The board approved spending about $577 thousand from federal Title I and early-intervention funds to roll out Conscious Discipline, a social-emotional and behavior program, across all district elementary schools. Penn-Hicks welcomed the program’s adult-first approach. “I was very glad to see the focus move from our students who are our young people, to the adults who model the behavior that we want our young people to utilize,” she said.

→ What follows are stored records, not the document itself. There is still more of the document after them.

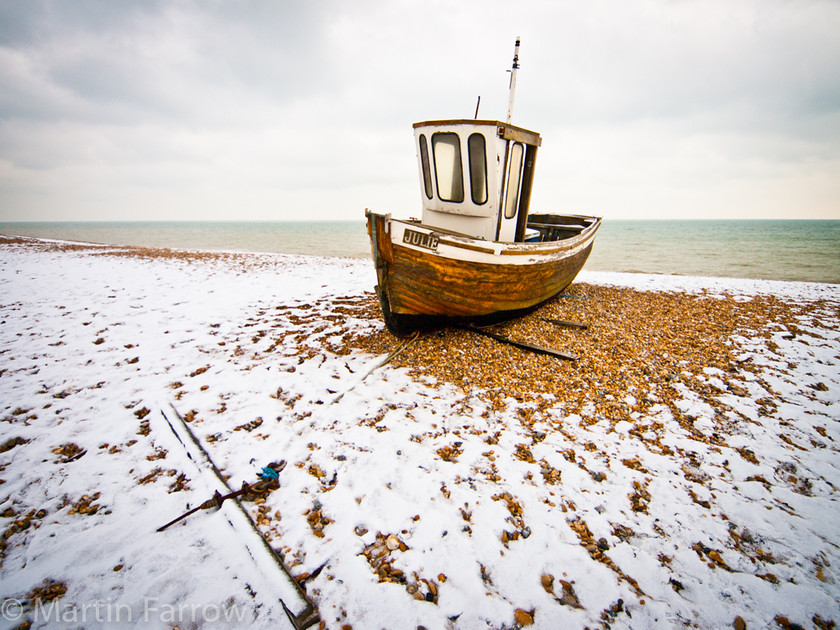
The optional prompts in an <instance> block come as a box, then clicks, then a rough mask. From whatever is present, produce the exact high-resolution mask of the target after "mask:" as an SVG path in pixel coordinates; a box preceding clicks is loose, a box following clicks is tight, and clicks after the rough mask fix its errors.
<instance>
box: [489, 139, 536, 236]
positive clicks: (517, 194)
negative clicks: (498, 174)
mask: <svg viewBox="0 0 840 630" xmlns="http://www.w3.org/2000/svg"><path fill="white" fill-rule="evenodd" d="M536 158H537V145H535V144H528V143H526V142H523V141H522V140H520V139H509V140H508V141H507V147H506V150H505V159H504V166H503V179H502V190H501V195H500V199H499V227H498V236H497V239H496V240H499V241H505V242H521V241H524V240H525V228H526V226H527V223H528V208H529V206H530V203H531V186H532V184H533V181H534V163H535V162H536Z"/></svg>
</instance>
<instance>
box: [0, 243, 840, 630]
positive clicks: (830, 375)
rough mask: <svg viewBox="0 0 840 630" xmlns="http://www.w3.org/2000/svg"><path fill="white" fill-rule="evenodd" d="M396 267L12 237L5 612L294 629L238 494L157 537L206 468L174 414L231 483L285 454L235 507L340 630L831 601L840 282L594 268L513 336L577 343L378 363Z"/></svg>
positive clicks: (761, 611) (834, 502)
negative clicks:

The board approved a guaranteed maximum price of $50.2 million, within an overall project budget of $63.2 million, for a new Argentine Middle School, to be built by Newkirk Novak Construction Partners. Brownlee Paige pressed the contractor on internships and scholarships for district students, and the firm’s representative said it has taken on KCKPS interns before and would do so on this project.

Other approvals included a $753 thousand rooftop HVAC replacement at the West Wyandotte Library, a five-year agreement with ParentSquare worth about $363 thousand to consolidate the district’s website and mass communication systems, a roughly $35 thousand grant application to equip police vehicles with defibrillators, and a memorandum of understanding with the state for a youth transition program for students with disabilities.

The board also took up four policy items. Members gave final approval to a student personal electronic devices policy required by a new state law. They gave preliminary approval to three others: a social media policy, the 2026-27 student code of conduct, and a student handbook, each of which will return for final approval at a future meeting. Stubblefield said the district will turn off comments on its official social media pages on Jul. 1 to avoid putting staff at risk of violating the new law, which restricts how employees may communicate with Kansas students online.

The board’s next regular meeting is set for Jul. 21. The binding budget and revenue neutral hearing is scheduled for Aug. 25.

Update: This story has been updated with additional information on the Wyandotte Comprehensive Special Education Cooperative and special education services.